A mudança de voz no sexto verso indica a descrição de algumas das diretrizes para a prática de ações benéficas.

[4] A meditação de metta é caracterizada como um dos quatro brahma viharas ou moradas divinas. Várias nuances de amor maternal são também empregadas para descrever os outros três brahma viharas ou qualidades divinas do coração: compaixão (tal qual uma mãe em relação a um filho doente), alegria altruísta (tal qual uma mãe em relação a um filho que vai em busca do seu lugar no mundo), e equanimidade (tal qual uma mãe ao ouvir sobre os eventos da vida de um filho adulto).

O nono verso estabelece uma relação crucial entre a meditação de metta e a meditação vipassana, (insight), através da clássica ênfase na atenção plena.

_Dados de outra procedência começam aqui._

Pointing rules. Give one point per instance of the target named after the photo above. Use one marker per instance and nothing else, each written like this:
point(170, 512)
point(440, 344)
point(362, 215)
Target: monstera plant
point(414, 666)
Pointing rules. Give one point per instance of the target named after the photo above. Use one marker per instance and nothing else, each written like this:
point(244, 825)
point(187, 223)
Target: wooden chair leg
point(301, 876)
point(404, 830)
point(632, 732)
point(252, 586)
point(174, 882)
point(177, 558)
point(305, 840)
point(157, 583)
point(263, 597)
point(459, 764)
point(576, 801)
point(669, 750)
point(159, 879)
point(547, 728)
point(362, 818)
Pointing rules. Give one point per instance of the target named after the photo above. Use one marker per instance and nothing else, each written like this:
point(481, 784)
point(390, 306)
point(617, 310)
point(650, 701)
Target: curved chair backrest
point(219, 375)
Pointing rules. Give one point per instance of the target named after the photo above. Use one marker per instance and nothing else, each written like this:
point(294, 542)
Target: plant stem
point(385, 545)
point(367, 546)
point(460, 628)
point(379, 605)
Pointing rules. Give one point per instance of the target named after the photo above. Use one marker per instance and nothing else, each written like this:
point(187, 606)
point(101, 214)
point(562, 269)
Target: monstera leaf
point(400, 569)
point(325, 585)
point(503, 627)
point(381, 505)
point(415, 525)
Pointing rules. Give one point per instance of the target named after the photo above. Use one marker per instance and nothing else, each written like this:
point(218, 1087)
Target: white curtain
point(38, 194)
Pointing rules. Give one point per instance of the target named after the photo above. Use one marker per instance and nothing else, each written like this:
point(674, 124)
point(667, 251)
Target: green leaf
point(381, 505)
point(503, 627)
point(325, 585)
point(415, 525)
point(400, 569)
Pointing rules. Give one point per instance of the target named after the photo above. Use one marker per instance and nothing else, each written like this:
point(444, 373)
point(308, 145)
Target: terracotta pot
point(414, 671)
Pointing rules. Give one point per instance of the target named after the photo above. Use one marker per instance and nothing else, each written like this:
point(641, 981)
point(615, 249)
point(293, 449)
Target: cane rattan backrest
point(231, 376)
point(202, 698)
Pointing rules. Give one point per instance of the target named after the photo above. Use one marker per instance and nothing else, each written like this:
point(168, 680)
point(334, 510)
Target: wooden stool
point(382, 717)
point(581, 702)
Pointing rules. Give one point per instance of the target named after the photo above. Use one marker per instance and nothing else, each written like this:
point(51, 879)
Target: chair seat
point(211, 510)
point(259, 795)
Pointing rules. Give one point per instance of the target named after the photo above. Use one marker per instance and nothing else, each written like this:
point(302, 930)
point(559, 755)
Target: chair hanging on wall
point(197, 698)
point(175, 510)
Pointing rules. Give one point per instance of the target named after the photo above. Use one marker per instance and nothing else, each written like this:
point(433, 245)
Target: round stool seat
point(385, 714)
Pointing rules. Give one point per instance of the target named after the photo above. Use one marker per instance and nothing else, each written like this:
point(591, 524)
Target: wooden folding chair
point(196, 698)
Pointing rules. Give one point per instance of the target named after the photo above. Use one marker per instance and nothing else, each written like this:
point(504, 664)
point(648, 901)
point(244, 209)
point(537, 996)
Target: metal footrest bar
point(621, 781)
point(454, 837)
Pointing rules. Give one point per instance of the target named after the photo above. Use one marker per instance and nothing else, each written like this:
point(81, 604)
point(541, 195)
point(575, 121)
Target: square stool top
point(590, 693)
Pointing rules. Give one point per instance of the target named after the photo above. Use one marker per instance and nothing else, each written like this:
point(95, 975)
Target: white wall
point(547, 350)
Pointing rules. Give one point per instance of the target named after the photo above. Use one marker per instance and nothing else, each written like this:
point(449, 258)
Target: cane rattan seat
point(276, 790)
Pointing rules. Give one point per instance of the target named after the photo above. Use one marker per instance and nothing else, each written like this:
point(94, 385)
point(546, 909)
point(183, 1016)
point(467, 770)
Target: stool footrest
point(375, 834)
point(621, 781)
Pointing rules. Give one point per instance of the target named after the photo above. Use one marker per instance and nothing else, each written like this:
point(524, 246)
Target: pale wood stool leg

[5] O último verso do sutta desloca a ênfase da meditação para a realização da sabedoria – o plano mais elevado na aspiração Budista. Esse é o cume do caminho, a destinação que é alcançada quando a prática diligente de meditação é desenvolvida sobre uma base sólida de virtude. A ênfase é colocada na purificação da visão, a habilidade para ver com clareza. Menciona a eliminação do desejo como um elemento das experiências e nomeia a emancipação do renascimento como o fruto da iluminação.